One gleam of comedy in this remarkable outbreak I recall. Some one in ineffectual protest had asked what Americans would have said if Benjamin Franklin had encountered such ignominies on his similar mission of appeal to Paris before the War of Independence. "Benjamin Franklin," retorted one bright young Chicago journalist, "was a man of very different moral character from Gorky," and proceeded to explain how Chicago was prepared to defend the purity of her homes against the invader. Benjamin Franklin, it is true, was a person of very different morals from Gorky—but I don't think that bright young man in Chicago had a very sound idea of where the difference lay.
I spent my last evening on American soil in the hospitable home in Staten Island that sheltered Gorky and Madame Andreieva.
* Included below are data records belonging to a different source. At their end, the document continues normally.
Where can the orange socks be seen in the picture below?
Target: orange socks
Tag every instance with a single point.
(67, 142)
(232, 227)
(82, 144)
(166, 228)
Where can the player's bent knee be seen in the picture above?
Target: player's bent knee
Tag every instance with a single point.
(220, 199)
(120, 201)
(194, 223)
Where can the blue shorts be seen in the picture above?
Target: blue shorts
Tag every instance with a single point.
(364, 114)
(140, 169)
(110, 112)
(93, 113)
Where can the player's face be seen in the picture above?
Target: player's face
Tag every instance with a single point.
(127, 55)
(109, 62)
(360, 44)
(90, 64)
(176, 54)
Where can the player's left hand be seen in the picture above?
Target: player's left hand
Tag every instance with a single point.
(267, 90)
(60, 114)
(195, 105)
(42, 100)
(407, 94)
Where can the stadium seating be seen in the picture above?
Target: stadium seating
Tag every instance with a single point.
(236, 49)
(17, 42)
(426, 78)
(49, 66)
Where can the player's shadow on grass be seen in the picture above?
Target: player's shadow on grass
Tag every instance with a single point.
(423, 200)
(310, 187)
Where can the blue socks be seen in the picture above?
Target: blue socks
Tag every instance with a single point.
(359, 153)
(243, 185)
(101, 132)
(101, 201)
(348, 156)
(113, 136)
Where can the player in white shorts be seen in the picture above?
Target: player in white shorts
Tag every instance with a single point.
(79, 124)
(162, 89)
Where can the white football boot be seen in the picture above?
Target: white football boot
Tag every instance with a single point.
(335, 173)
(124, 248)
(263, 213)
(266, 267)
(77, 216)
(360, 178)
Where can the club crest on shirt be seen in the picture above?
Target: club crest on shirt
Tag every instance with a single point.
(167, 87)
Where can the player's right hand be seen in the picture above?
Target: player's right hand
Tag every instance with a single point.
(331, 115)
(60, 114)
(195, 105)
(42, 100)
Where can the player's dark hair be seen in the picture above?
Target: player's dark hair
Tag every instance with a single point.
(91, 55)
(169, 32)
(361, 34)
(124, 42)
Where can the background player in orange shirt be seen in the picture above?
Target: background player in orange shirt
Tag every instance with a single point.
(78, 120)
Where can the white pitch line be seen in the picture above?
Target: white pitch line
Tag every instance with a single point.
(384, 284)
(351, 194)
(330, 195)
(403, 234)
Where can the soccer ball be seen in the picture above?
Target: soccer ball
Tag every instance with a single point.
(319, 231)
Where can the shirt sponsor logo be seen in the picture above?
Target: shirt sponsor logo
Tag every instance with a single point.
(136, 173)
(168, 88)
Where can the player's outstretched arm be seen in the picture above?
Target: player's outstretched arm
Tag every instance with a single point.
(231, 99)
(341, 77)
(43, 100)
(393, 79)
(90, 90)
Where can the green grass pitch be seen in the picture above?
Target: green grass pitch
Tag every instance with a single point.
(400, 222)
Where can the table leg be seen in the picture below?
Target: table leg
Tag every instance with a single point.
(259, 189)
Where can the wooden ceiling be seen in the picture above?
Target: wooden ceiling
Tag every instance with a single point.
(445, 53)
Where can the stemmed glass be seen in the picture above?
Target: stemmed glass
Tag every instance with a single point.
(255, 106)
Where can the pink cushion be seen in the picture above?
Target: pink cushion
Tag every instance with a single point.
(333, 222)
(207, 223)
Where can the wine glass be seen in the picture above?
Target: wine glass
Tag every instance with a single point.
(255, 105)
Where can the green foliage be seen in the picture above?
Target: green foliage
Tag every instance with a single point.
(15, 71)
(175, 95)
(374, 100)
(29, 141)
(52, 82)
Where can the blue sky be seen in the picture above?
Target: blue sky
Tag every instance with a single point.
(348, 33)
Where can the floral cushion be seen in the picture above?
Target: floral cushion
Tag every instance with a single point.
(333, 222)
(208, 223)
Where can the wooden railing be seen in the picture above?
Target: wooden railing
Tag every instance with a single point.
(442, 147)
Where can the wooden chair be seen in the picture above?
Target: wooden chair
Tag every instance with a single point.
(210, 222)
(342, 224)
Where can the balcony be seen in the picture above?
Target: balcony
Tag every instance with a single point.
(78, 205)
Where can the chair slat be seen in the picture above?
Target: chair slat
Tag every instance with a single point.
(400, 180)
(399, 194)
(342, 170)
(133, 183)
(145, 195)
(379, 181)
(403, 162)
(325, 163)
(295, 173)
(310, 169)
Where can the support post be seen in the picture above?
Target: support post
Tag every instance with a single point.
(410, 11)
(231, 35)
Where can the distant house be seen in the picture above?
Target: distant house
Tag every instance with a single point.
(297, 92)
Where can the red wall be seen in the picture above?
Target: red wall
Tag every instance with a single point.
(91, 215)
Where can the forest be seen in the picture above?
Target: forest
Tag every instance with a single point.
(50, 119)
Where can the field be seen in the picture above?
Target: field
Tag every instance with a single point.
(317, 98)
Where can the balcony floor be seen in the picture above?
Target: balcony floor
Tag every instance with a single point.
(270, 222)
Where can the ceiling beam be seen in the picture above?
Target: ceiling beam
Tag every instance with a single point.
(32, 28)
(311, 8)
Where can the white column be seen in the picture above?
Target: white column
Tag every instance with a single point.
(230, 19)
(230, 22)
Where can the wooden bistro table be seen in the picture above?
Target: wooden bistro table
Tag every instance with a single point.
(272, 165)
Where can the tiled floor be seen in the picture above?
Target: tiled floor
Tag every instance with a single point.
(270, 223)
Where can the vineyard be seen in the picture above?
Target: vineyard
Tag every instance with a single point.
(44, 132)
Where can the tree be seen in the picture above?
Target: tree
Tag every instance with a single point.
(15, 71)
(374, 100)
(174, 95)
After dinner we sat together in the deepening twilight upon a broad veranda that looks out upon one of the most beautiful views in the world, upon serene large spaces of land and sea, upon slopes of pleasant, window-lit, tree-set wooden houses, upon the glittering clusters of lights, and the black and luminous shipping that comes and goes about the Narrows and the Upper Bay. Half masked by a hill contour to the left was the light of the torch of Liberty.... Gorky's big form fell into shadow, Madame Andreieva sat at his feet, translating methodically, sentence by sentence, into clear French whatever he said, translating our speeches into Russian. He told us stories—of the soul of the Russian, of Russian religious sects, of kindnesses and cruelties, of his great despair.
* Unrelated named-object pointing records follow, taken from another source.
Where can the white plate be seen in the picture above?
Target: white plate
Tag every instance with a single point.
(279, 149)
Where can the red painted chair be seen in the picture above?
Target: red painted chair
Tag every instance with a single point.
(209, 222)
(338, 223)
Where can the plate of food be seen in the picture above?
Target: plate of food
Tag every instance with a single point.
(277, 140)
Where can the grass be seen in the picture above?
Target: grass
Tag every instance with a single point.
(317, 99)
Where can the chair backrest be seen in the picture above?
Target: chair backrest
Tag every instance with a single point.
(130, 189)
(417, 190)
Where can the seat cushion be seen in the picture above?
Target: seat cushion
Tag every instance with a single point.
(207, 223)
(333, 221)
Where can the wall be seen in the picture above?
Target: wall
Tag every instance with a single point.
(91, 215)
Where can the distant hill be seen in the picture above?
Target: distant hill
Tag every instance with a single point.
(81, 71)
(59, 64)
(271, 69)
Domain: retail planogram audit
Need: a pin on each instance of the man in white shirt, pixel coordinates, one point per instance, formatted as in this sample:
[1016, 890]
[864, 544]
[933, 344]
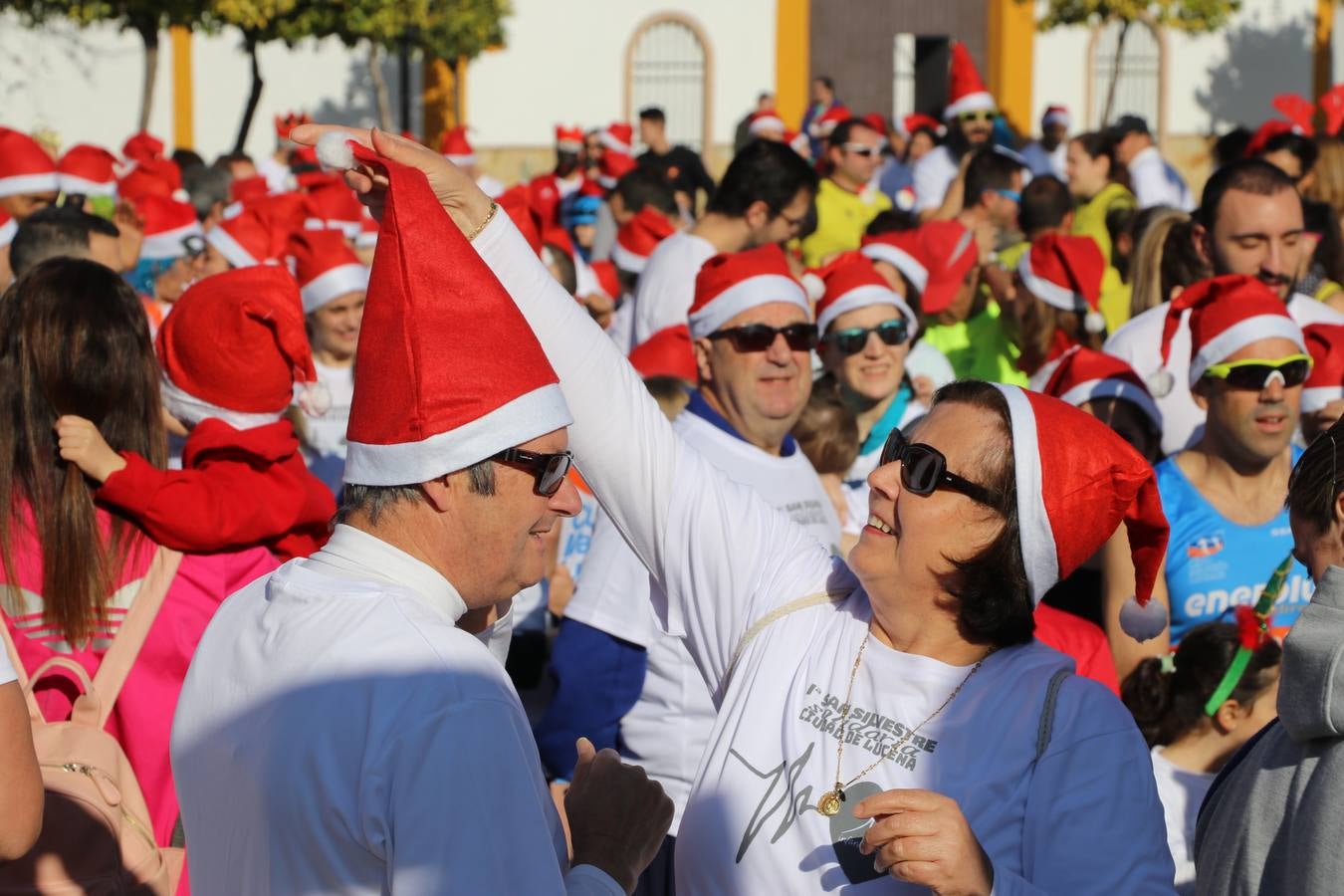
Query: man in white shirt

Ever and again, in the pauses, my eyes would go to where New York far away glittered like a brighter and more numerous Pleiades.
I gauged something of the real magnitude of this one man's disappointment, the immense expectation of his arrival, the impossible dream of his mission. He had come—the Russian peasant in person, out of a terrific confusion of bloodshed, squalor, injustice—to tell America, the land of light and achieved freedom, of all these evil things. She would receive him, help him, understand truly what he meant with his "Rossia." I could imagine how he had felt as he came in the big steamer to her, up that large converging display of space and teeming energy. There she glowed to-night across the water, a queen among cities, as if indeed she was the light of the world. Nothing, I think, can ever rob that splendid harbor approach of its invincible quality of promise.... And to him she had shown herself no more than the luminous hive of multitudes of base and busy, greedy and childish little men.
MacQueen in jail, Gorky with his reputation wantonly bludgeoned and flung aside; they are just two chance specimens of the myriads who have come up this great waterway bearing hope and gifts.